The title appears in eastern Scotland in the 12th century and is usually associated with lands held from the crown. It is commonly held to have been introduced or formalised under David I, a noted Anglophile, as replacement for the native Gaelic Tòiseach, deputy to a Mormaer, inspired by the Anglo-Saxon title Thegn, which was broader than its Scottish namesake and was seen as lower than an Earl, which had replaced Mormaers.
Functionally, a Scottish thane acted as a territorial administrator rather than merely a household retainer: they collected revenues and services from the estates in their thanage, exercised local judicial and fiscal authority, and were allowed to retain part of the proceeds as a recognized “thane’s right.” Although thanes often held land in the areas they administered, their administrative authority did not always depend on direct land-holding in a single manor.

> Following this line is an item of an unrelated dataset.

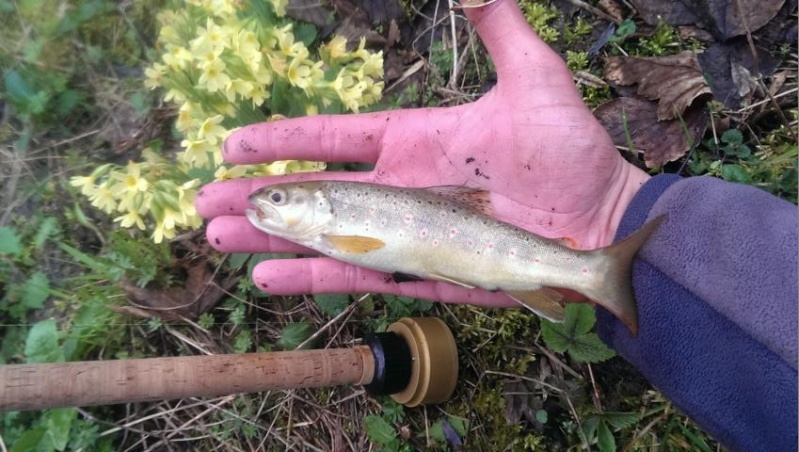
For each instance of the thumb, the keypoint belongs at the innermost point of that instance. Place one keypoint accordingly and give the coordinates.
(510, 40)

Most thanes were originally royal officers (answerable to the King), but from the 13th century some thanes became responsible to earls instead; by this period their tenure was increasingly a feudal grant rather than the near-independent position of a pre-Davidian tòiseach. Over time the office and its landholding pattern converged with the wider baronial/feudal system.
By the later Middle Ages the term thane fell from administrative use and was largely superseded by Baron and other feudal titles; nevertheless the historic thanage and the cultural memory of thanes survive; famously William Shakespeare depicts Macbeth of Scotland as holding the Thanage of Glamis and the Thanage of Cawdor, for a time before ascending to the Scottish throne.